A Pristina, capitale del Kosovo, ci sono una via Bill Clinton e una statua di bronzo alta tre metri e mezzo che raffigura l'ex presidente degli Stati Uniti. Clinton come santa madre Teresa di Calcutta, la figlia più illustre di quella terra. Clinton eroe dell'indipendenza del Paese, sancita nel 2008 ma favorita dall'intervento militare della Nato contro la Serbia (1999) su forte spinta americana. Sino ad allora il Kosovo era una provincia della Serbia abitata in maggioranza da albanesi.

La guerra si chiuse con l'adozione della risoluzione 1244 delle Nazioni Unite che autorizzava la presenza di soldati internazionali nell'area e rimandava a un accordo tra Serbia e Kosovo la definizione dello status finale di quest'ultimo. Intesa impossibile e dunque Washington forzò la mano. Per la prima volta dopo la Seconda guerra mondiale i confini venivano cambiati con un conflitto. C'era sì il precedente delle secessioni nella ex Jugoslavia, ma allora si era adottato il criterio di tenere per buone le frontiere delle Repubbliche che la costituivano come del resto prevedeva un articolo della Costituzione.

Bill Clinton dovette rendersi conto del passo incauto se si affrettò a precisare che il Kosovo non doveva “costituire un precedente”, e l'eccezione era giustificata dalla necessità di porre fine alla pulizia etnica dei serbi sugli albanesi. Dopo la caduta del muro di Berlino, due dei principi stabiliti alla Conferenza di Helsinki del 1975 per dirimere le controversie internazionali, inviolabilità delle frontiere e autodeterminazione dei popoli, erano entrati in rotta di collisione.

E si era deciso di tenere per buono il primo per non scoperchiare il vaso di Pandora dei nazionalismi, la nascita di patrie basate sull'appartenenza etnica.
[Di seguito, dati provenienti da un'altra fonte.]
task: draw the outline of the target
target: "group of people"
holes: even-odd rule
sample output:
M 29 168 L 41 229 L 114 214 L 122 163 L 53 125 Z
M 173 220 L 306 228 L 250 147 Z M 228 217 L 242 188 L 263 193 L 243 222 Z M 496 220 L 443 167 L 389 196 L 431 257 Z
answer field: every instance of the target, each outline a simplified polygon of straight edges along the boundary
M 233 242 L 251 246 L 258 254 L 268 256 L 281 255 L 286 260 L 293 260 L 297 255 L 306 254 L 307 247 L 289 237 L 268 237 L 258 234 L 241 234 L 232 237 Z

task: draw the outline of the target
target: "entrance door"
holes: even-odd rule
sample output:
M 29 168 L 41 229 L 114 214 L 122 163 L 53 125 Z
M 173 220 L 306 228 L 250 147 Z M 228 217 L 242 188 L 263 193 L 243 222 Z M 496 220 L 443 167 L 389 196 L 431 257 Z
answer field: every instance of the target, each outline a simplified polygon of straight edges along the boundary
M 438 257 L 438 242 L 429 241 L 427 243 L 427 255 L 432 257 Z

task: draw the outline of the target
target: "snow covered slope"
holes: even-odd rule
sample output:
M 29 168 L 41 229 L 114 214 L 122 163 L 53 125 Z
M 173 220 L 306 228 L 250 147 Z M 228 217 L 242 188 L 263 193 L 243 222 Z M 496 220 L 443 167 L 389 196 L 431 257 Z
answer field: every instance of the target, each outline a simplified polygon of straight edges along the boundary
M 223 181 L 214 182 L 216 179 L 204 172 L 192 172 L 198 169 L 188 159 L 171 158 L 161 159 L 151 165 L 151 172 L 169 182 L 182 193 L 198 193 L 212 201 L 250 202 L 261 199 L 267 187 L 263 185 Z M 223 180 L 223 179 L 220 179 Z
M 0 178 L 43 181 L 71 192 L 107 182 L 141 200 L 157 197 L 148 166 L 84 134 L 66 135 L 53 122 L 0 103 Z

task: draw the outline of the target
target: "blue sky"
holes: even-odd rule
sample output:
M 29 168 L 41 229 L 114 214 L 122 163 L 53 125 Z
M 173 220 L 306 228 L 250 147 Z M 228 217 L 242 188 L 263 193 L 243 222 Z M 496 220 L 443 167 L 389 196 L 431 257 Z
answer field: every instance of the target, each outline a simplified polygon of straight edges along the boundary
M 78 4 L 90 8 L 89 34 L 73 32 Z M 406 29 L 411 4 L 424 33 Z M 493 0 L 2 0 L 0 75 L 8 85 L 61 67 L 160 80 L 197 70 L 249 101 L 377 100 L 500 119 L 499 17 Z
Tutto l'opposto di quello che rappresentano gli Usa stessi, esempio di multietnicità. Ma perché Clinton si era speso per una causa che contraddiceva l'idea fondante del suo luogo di nascita? A pensar male, diceva quello, si fa peccato, però... Sta di fatto che, nel Kosovo, al confine della Macedonia del Nord, sorse “Camp Bondsteel” la più grande base americana costruita dopo il Vietnam, da dove controllare tutto l'Est Europa e non solo.

La Russia per la fratellanza panslava con i serbi, la Cina per opposizione agli Stati Uniti, non hanno mai riconosciuto il nuovo Stato. Al contrario dei Paesi occidentali pur con qualche significativa eccezione. Su tutte quella della Spagna, timorosa che il “precedente” potesse essere d'ispirazione per le tentazioni separatiste dei baschi o dei catalani: la storia si è peritata di dimostrare quando l'apprensione fosse giustificata.

Del “precedente” che non doveva essere tale si è appropriato soprattutto Vladimir Putin. Se i kosovari albanesi avevano il diritto di autodeterminarsi perché la stessa cosa non doveva valere per i russi finiti ad abitare fuori dalla Russia dopo l'implosione dell'impero sovietico? Così ha finito per giustificare il suo diritto a intervenire in Ossezia del Sud (2008), l'annessione della Crimea (2014), e le stesse pretese sul Donbass russofono. I suoi ambasciatori durante le trattative per gli accordi di Minsk proprio sul tasto del Kosovo continuavano a battere.

Né è diversa la situazione nei Balcani dove tutto è cominciato se resiste, 30 anni dopo i conflitti degli Anni Novanta, la tentazione di costruire nazioni etnicamente “pure”. I serbi di Bosnia vorrebbero, via referendum, secedere da Sarajevo per riunirsi alla madre patria. Così i croati di Erzegovina. E, nello stesso Kosovo, è un tripudio di bandiere albanesi che alludono a un futuribile ricongiungimento con Tirana. Il Kosovo, primo tassello di un effetto domino.